Unexplained feelings,
if loves a choice between sistership's and you.
the big gap that seperate's me from reality, the one that got me way up...
and left me crashing down. uncountable tears, unspeakable heartbreaks... :(
Short short post.. cause somehow i feel me can only voice out to blogger. where my thought's can be in one piece, instead of flying all over the place.. i don't know what more can i do, i don't know how long more i cant endure such pain.. sister if you really do love him, i beg you do accept him back. dont lose him once again, your tear's aren't meant to be shed..

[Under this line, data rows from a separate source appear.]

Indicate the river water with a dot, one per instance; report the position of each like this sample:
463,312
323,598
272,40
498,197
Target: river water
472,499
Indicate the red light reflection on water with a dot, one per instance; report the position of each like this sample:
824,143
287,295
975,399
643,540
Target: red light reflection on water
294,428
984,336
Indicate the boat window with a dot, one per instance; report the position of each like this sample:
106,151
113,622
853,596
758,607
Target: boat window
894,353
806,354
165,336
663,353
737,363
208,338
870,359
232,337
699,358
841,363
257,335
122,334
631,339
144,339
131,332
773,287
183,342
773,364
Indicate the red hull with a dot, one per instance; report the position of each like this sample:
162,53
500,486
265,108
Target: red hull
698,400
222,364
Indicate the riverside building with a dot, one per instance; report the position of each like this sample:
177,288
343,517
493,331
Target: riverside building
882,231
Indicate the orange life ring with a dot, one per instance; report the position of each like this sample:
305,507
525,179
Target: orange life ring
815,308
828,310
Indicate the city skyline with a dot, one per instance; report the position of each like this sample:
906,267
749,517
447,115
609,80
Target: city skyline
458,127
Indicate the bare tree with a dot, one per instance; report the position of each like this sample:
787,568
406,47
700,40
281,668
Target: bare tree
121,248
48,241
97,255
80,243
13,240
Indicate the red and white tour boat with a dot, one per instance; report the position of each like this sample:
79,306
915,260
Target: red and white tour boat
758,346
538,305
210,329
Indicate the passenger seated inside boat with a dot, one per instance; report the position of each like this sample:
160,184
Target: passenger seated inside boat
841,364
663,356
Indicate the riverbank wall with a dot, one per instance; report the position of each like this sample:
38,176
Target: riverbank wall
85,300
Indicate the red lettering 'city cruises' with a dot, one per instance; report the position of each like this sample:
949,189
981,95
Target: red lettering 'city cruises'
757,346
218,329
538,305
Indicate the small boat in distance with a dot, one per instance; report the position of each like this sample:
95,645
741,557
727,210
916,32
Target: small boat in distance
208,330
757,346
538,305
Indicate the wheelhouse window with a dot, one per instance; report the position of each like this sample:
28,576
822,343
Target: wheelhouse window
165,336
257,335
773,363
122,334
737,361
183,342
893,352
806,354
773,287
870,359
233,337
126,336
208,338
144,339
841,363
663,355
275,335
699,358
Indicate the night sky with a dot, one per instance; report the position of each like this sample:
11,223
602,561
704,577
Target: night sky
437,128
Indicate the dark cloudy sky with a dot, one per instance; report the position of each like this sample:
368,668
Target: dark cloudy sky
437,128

but as for me, i dont really bother. cause they're all dried up anyway, i just wna see you happy felicia, i need you to know this fact. your happy im happy. so now your happy i'll be as happy as you are. bloodbond's, shouldn't fight over a r/s. whoever doing so.. is just plain stupid. don't you agree? i know you won't leave me alone, neither will i leave you. dearest your the closest to me, the one who understand's me the most.. but why do we have to always go thru this.
i don blame you, i blame him. i can't ... take it anymore. I need a break, i need time to think..
reason's and explaination's never seem to be enough anymore. im tired sister.. i've tried lot's of way's in forgetting but still .. i can't seem to do so. & im sorry. :(
i should.. let go. and yes, promise me if you do treat me as a blood bond okay? ♥
On the phone with lynn ahsiao and amos earlier on.. they made me smile somehow, ahsiao is 101% super super.. the gl. ivan & boonkiat's court tomorrow. needa wake up by 8 and off to china town. I feel so relaxed now.. but still... i feel like crying, infact i alrdy am.
i hate you i hate you i hate the fact that i love you. :'( thank you for getting out of my life, beloved.